Estamos doblados por los ganchos al hígado
- 15/05/2026 00:00
Suena la campana y el desempleo sale de su esquina con un físico intimidante, moviendo las piernas con la agilidad de quien se sabe dueño del cuadrilátero. En el centro del ring, Pablo pueblo intenta conectar el jab de la estabilidad, pero se encuentra con una defensa de hormigón: un mercado laboral que finta con vacantes fantasmales y conecta ganchos al hígado.

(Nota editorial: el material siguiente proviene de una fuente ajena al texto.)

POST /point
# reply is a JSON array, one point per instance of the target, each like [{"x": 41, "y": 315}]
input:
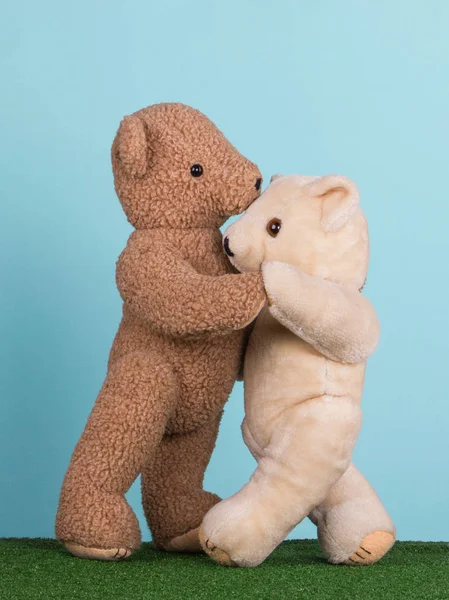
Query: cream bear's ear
[
  {"x": 274, "y": 177},
  {"x": 340, "y": 199},
  {"x": 133, "y": 146}
]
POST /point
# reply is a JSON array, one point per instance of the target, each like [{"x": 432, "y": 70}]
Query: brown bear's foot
[
  {"x": 97, "y": 553},
  {"x": 371, "y": 548},
  {"x": 219, "y": 556},
  {"x": 188, "y": 542}
]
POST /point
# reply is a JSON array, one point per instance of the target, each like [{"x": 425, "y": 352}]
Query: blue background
[{"x": 355, "y": 87}]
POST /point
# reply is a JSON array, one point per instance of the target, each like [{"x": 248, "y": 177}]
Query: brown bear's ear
[
  {"x": 274, "y": 177},
  {"x": 133, "y": 146},
  {"x": 340, "y": 199}
]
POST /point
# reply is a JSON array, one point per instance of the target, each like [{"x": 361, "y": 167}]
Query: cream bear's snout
[{"x": 243, "y": 246}]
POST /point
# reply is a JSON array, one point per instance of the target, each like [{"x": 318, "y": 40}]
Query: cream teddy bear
[{"x": 303, "y": 376}]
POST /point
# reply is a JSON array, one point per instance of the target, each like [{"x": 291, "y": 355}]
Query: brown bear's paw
[
  {"x": 219, "y": 556},
  {"x": 97, "y": 553},
  {"x": 188, "y": 542},
  {"x": 371, "y": 548}
]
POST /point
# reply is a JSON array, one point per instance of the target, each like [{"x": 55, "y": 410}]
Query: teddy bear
[
  {"x": 303, "y": 376},
  {"x": 179, "y": 345}
]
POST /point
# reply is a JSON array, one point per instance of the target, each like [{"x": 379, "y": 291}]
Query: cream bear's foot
[
  {"x": 219, "y": 556},
  {"x": 371, "y": 548},
  {"x": 97, "y": 553}
]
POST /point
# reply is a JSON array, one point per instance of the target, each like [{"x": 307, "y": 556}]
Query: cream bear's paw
[{"x": 219, "y": 556}]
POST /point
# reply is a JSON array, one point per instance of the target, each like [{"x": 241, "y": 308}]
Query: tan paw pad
[
  {"x": 371, "y": 548},
  {"x": 97, "y": 553},
  {"x": 219, "y": 556}
]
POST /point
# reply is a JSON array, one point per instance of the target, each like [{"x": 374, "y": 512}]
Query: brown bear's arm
[
  {"x": 335, "y": 319},
  {"x": 165, "y": 290}
]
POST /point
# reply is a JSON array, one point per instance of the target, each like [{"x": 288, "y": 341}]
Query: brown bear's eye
[
  {"x": 274, "y": 227},
  {"x": 196, "y": 170}
]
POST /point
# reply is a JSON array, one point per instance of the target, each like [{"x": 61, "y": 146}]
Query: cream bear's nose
[{"x": 226, "y": 247}]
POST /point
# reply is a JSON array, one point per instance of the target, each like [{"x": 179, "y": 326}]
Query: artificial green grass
[{"x": 42, "y": 569}]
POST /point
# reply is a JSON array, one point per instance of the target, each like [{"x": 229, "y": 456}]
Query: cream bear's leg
[
  {"x": 309, "y": 451},
  {"x": 353, "y": 525}
]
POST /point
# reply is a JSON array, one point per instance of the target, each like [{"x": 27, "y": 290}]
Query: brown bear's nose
[{"x": 226, "y": 247}]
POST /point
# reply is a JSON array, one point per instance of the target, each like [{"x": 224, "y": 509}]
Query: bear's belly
[{"x": 282, "y": 370}]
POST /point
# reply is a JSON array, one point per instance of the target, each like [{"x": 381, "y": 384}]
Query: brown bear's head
[{"x": 173, "y": 168}]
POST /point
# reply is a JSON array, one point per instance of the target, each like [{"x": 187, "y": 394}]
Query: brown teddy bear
[{"x": 178, "y": 349}]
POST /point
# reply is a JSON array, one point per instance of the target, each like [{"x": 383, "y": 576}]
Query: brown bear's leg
[
  {"x": 125, "y": 426},
  {"x": 172, "y": 488}
]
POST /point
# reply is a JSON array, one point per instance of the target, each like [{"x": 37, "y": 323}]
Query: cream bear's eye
[{"x": 274, "y": 227}]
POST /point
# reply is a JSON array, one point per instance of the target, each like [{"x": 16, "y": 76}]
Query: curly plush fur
[
  {"x": 177, "y": 352},
  {"x": 304, "y": 372}
]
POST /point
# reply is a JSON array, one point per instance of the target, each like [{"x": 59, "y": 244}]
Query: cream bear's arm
[
  {"x": 165, "y": 290},
  {"x": 336, "y": 320}
]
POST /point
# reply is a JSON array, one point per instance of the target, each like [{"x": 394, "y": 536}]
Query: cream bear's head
[{"x": 312, "y": 223}]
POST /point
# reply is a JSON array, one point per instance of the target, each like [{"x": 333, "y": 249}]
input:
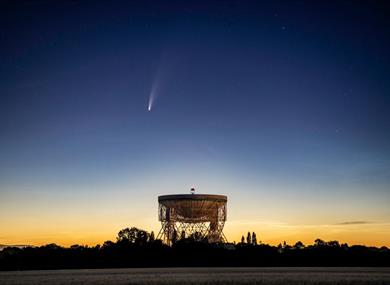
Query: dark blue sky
[{"x": 250, "y": 94}]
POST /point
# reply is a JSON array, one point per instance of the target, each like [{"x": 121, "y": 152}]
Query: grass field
[{"x": 209, "y": 276}]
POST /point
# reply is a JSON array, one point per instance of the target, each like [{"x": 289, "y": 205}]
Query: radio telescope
[{"x": 192, "y": 215}]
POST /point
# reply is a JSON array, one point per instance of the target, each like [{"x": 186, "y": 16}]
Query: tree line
[{"x": 138, "y": 248}]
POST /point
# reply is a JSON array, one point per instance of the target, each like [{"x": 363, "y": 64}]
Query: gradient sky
[{"x": 281, "y": 106}]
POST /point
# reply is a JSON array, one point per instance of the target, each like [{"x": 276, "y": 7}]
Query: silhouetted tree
[
  {"x": 254, "y": 238},
  {"x": 299, "y": 245},
  {"x": 319, "y": 243},
  {"x": 174, "y": 236}
]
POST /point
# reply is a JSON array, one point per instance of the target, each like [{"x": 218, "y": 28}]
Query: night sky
[{"x": 281, "y": 106}]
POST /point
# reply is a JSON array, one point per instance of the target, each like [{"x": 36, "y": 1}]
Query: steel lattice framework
[{"x": 197, "y": 215}]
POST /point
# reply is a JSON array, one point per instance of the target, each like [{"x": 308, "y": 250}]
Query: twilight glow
[{"x": 285, "y": 110}]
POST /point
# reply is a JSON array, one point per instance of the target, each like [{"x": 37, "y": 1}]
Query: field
[{"x": 209, "y": 276}]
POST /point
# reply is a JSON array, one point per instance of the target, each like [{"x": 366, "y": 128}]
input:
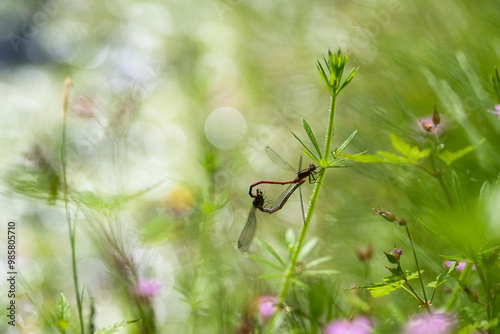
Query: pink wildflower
[
  {"x": 439, "y": 323},
  {"x": 496, "y": 112},
  {"x": 359, "y": 325},
  {"x": 266, "y": 307},
  {"x": 460, "y": 267}
]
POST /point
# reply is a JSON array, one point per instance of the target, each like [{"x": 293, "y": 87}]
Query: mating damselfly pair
[{"x": 259, "y": 201}]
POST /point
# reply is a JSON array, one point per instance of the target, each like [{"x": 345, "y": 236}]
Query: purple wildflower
[
  {"x": 147, "y": 288},
  {"x": 266, "y": 307},
  {"x": 439, "y": 323},
  {"x": 496, "y": 112},
  {"x": 359, "y": 325},
  {"x": 460, "y": 267}
]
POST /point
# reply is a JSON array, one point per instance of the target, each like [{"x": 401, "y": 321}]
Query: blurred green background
[{"x": 185, "y": 95}]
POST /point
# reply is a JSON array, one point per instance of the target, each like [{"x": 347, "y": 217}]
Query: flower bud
[
  {"x": 390, "y": 217},
  {"x": 365, "y": 255},
  {"x": 435, "y": 117},
  {"x": 394, "y": 255},
  {"x": 428, "y": 127}
]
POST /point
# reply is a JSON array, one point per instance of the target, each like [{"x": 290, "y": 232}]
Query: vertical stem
[
  {"x": 71, "y": 227},
  {"x": 452, "y": 302},
  {"x": 329, "y": 132},
  {"x": 418, "y": 267}
]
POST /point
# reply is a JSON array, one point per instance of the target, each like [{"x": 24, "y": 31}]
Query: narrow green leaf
[
  {"x": 393, "y": 158},
  {"x": 290, "y": 237},
  {"x": 318, "y": 261},
  {"x": 346, "y": 142},
  {"x": 458, "y": 189},
  {"x": 270, "y": 250},
  {"x": 311, "y": 154},
  {"x": 264, "y": 261},
  {"x": 270, "y": 276},
  {"x": 416, "y": 154},
  {"x": 485, "y": 192},
  {"x": 347, "y": 166},
  {"x": 348, "y": 79},
  {"x": 63, "y": 313},
  {"x": 433, "y": 195},
  {"x": 450, "y": 157},
  {"x": 400, "y": 145},
  {"x": 319, "y": 272},
  {"x": 300, "y": 284},
  {"x": 308, "y": 246},
  {"x": 313, "y": 158},
  {"x": 323, "y": 75},
  {"x": 365, "y": 158},
  {"x": 310, "y": 133},
  {"x": 115, "y": 327},
  {"x": 441, "y": 278}
]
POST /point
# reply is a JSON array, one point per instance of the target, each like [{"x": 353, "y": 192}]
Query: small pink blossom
[
  {"x": 460, "y": 267},
  {"x": 147, "y": 288},
  {"x": 266, "y": 307},
  {"x": 496, "y": 111},
  {"x": 439, "y": 323},
  {"x": 359, "y": 325}
]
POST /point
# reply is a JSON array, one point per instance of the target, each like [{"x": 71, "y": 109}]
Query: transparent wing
[
  {"x": 278, "y": 160},
  {"x": 248, "y": 232},
  {"x": 286, "y": 193}
]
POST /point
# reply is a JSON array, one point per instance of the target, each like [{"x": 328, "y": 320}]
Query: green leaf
[
  {"x": 264, "y": 261},
  {"x": 365, "y": 158},
  {"x": 416, "y": 154},
  {"x": 450, "y": 157},
  {"x": 310, "y": 133},
  {"x": 115, "y": 327},
  {"x": 63, "y": 313},
  {"x": 306, "y": 249},
  {"x": 458, "y": 189},
  {"x": 392, "y": 283},
  {"x": 300, "y": 284},
  {"x": 323, "y": 75},
  {"x": 270, "y": 276},
  {"x": 441, "y": 278},
  {"x": 313, "y": 158},
  {"x": 400, "y": 145},
  {"x": 318, "y": 261},
  {"x": 485, "y": 192},
  {"x": 290, "y": 237},
  {"x": 393, "y": 158},
  {"x": 319, "y": 272},
  {"x": 432, "y": 193},
  {"x": 348, "y": 79},
  {"x": 311, "y": 154},
  {"x": 346, "y": 143},
  {"x": 270, "y": 250}
]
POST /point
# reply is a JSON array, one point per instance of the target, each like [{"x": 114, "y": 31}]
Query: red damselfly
[
  {"x": 248, "y": 232},
  {"x": 280, "y": 162}
]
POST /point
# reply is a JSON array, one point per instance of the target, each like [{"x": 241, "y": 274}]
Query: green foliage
[
  {"x": 115, "y": 327},
  {"x": 63, "y": 314},
  {"x": 442, "y": 277},
  {"x": 335, "y": 64},
  {"x": 392, "y": 283}
]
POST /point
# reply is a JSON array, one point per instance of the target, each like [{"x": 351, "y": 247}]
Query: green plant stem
[
  {"x": 329, "y": 131},
  {"x": 452, "y": 302},
  {"x": 312, "y": 204},
  {"x": 71, "y": 227},
  {"x": 484, "y": 281},
  {"x": 412, "y": 292},
  {"x": 418, "y": 267}
]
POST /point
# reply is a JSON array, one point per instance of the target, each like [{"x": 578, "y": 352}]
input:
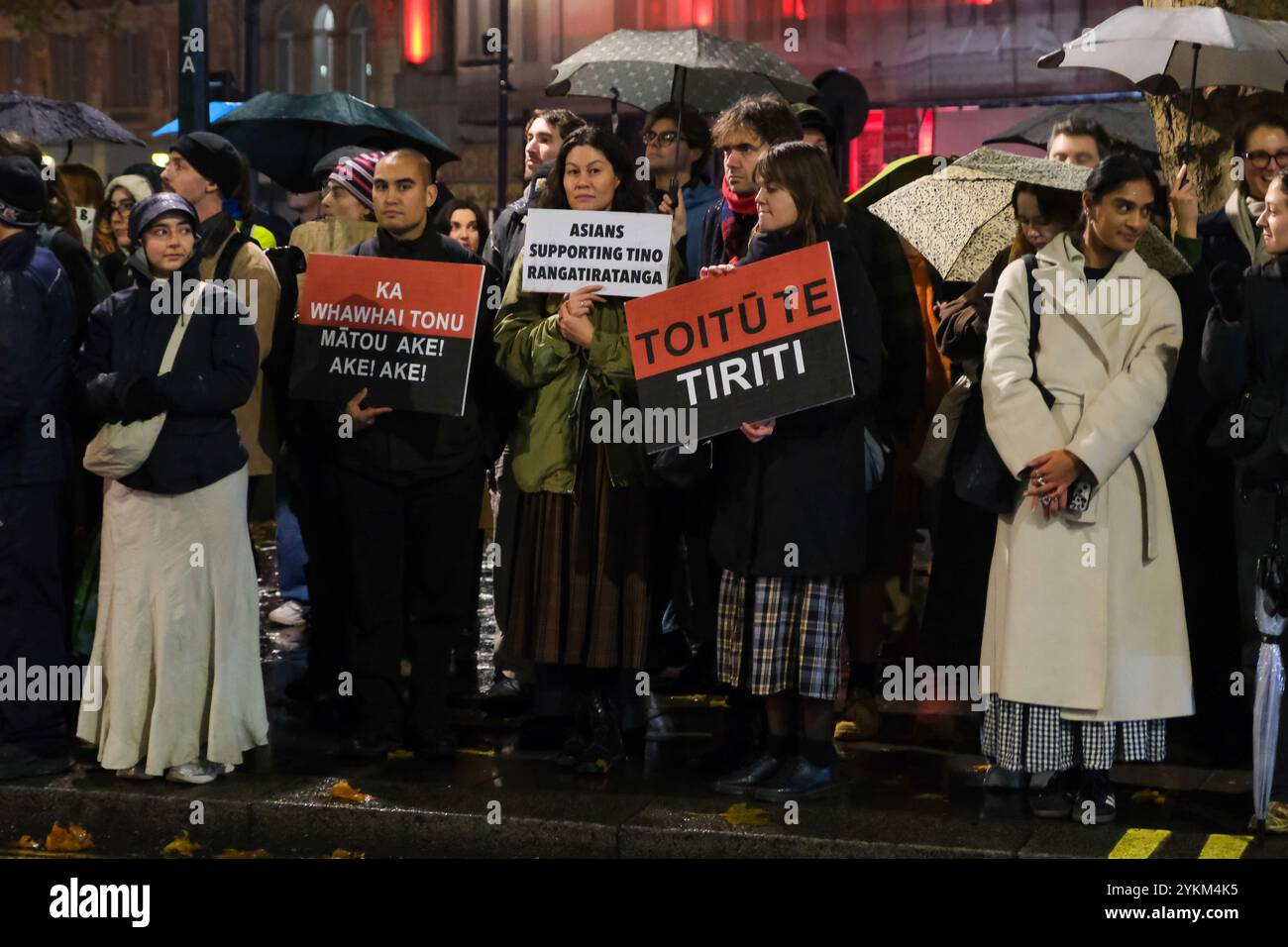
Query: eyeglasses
[
  {"x": 661, "y": 137},
  {"x": 1261, "y": 158}
]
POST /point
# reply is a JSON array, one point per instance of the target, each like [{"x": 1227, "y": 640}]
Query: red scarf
[{"x": 737, "y": 218}]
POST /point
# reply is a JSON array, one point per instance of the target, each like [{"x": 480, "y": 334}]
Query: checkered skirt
[
  {"x": 1034, "y": 738},
  {"x": 791, "y": 641}
]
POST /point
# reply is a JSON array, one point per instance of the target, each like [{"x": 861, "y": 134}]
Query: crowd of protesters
[{"x": 1104, "y": 599}]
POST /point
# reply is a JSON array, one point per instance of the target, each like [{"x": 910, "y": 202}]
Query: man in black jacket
[
  {"x": 410, "y": 484},
  {"x": 38, "y": 320}
]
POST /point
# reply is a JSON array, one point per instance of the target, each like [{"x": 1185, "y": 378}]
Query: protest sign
[
  {"x": 627, "y": 254},
  {"x": 759, "y": 343},
  {"x": 400, "y": 329}
]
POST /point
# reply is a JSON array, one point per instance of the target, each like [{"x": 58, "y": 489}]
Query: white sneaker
[
  {"x": 136, "y": 772},
  {"x": 290, "y": 612},
  {"x": 193, "y": 774}
]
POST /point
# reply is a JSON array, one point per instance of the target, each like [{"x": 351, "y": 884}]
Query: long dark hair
[
  {"x": 629, "y": 196},
  {"x": 804, "y": 171},
  {"x": 443, "y": 222}
]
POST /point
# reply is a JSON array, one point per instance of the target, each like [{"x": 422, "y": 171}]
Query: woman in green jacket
[{"x": 587, "y": 558}]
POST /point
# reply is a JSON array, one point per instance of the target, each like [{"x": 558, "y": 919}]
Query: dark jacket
[
  {"x": 214, "y": 372},
  {"x": 403, "y": 446},
  {"x": 804, "y": 484},
  {"x": 38, "y": 321}
]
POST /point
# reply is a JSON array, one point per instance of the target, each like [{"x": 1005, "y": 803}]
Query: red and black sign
[
  {"x": 400, "y": 329},
  {"x": 759, "y": 343}
]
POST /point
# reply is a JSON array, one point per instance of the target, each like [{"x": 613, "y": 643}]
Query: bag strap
[{"x": 171, "y": 350}]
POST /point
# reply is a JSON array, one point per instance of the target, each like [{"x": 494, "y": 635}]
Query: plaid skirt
[
  {"x": 1034, "y": 738},
  {"x": 790, "y": 642}
]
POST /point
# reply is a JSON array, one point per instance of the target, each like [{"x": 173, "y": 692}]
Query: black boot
[{"x": 605, "y": 736}]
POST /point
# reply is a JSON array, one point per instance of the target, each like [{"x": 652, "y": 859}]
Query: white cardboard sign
[{"x": 627, "y": 254}]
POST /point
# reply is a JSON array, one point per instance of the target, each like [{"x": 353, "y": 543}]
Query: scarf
[
  {"x": 1241, "y": 211},
  {"x": 737, "y": 218}
]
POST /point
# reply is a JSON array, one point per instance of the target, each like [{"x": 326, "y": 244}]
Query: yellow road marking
[
  {"x": 1225, "y": 845},
  {"x": 1138, "y": 843}
]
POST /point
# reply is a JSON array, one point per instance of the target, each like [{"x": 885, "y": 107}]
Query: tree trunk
[{"x": 1218, "y": 112}]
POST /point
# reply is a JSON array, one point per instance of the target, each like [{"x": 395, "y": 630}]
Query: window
[
  {"x": 360, "y": 63},
  {"x": 323, "y": 51},
  {"x": 283, "y": 58}
]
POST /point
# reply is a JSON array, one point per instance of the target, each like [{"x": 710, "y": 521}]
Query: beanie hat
[
  {"x": 214, "y": 158},
  {"x": 159, "y": 205},
  {"x": 22, "y": 192},
  {"x": 357, "y": 175}
]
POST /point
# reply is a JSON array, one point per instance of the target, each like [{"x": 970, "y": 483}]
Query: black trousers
[
  {"x": 33, "y": 608},
  {"x": 411, "y": 561}
]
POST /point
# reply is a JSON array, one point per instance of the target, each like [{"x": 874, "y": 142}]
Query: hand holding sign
[{"x": 574, "y": 318}]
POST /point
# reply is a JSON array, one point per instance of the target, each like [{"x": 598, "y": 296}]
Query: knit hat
[
  {"x": 159, "y": 205},
  {"x": 357, "y": 175},
  {"x": 214, "y": 158},
  {"x": 22, "y": 192},
  {"x": 136, "y": 184}
]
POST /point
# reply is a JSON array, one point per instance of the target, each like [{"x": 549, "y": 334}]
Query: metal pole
[
  {"x": 193, "y": 68},
  {"x": 502, "y": 107}
]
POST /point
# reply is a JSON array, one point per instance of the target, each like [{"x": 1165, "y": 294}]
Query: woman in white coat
[{"x": 1085, "y": 641}]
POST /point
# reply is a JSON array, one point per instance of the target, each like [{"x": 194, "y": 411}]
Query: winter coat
[
  {"x": 563, "y": 382},
  {"x": 213, "y": 373},
  {"x": 1085, "y": 612},
  {"x": 804, "y": 483},
  {"x": 38, "y": 321},
  {"x": 250, "y": 263}
]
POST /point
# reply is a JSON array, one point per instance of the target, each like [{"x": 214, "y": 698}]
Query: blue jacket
[{"x": 38, "y": 321}]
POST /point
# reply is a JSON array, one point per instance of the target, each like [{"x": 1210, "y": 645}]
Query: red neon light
[{"x": 417, "y": 31}]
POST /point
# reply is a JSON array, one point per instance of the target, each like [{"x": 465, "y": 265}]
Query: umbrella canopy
[
  {"x": 50, "y": 121},
  {"x": 283, "y": 136},
  {"x": 645, "y": 68},
  {"x": 961, "y": 218},
  {"x": 1154, "y": 48},
  {"x": 1129, "y": 121},
  {"x": 217, "y": 111}
]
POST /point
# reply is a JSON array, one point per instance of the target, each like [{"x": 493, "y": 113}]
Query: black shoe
[
  {"x": 18, "y": 762},
  {"x": 743, "y": 780},
  {"x": 1095, "y": 804},
  {"x": 436, "y": 748},
  {"x": 605, "y": 737},
  {"x": 795, "y": 779},
  {"x": 507, "y": 696},
  {"x": 366, "y": 749},
  {"x": 1056, "y": 799}
]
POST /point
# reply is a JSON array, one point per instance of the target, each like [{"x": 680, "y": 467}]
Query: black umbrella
[
  {"x": 1129, "y": 121},
  {"x": 284, "y": 136},
  {"x": 50, "y": 121}
]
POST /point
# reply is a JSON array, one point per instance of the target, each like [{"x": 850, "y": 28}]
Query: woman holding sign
[
  {"x": 583, "y": 599},
  {"x": 790, "y": 510},
  {"x": 178, "y": 604},
  {"x": 1085, "y": 639}
]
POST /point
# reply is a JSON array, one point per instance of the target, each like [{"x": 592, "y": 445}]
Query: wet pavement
[{"x": 914, "y": 791}]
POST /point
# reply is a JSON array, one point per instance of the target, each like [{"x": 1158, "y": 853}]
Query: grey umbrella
[
  {"x": 1129, "y": 121},
  {"x": 50, "y": 121}
]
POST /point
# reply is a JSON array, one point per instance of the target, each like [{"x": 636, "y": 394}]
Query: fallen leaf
[
  {"x": 743, "y": 814},
  {"x": 181, "y": 845},
  {"x": 71, "y": 839},
  {"x": 348, "y": 793},
  {"x": 1149, "y": 796}
]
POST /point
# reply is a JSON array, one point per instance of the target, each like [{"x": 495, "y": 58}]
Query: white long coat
[{"x": 1085, "y": 612}]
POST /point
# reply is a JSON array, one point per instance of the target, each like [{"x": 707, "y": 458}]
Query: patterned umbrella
[
  {"x": 645, "y": 68},
  {"x": 48, "y": 121},
  {"x": 960, "y": 218}
]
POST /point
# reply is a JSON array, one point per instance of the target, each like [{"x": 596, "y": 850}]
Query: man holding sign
[{"x": 408, "y": 474}]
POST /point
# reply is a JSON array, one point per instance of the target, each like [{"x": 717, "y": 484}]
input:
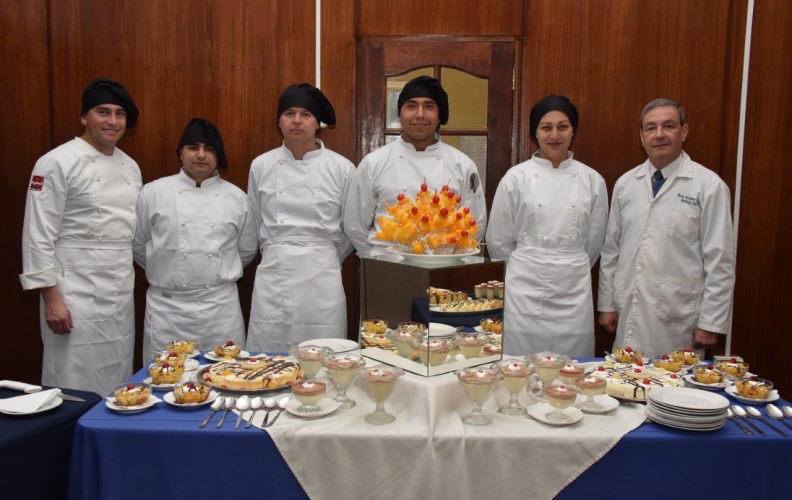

El “Gigante de la Desocupación” no da tregua; aprovecha cada descuido en la inversión para acorralar a la juventud contra las cuerdas, dejándolos sin aire y buscando desesperadamente el clinch de un subsidio o un “camarón” de última hora.
La pelea entra en los asaltos clave y el cansancio se nota en el rostro de la clase media. El desempleo, con una pegada de peso pesado, lanza un recto de derecha llamado inflación, que debilita las piernas de cualquier presupuesto familiar. Es un combate de desgaste donde los jueces, las frías estadísticas, no parecen estar del lado del local.
Llegamos al último asalto y la afición en las gradas exige un nocaut a la desidia. Para darle la vuelta a esta pelea, se necesita un entrenamiento intensivo en educación digital y un promotor que apueste de verdad por el agro y la industria.
No basta con aguantar los golpes y esperar que suene la campana final; si el país quiere levantar el cinturón del progreso, debe salir a proponer.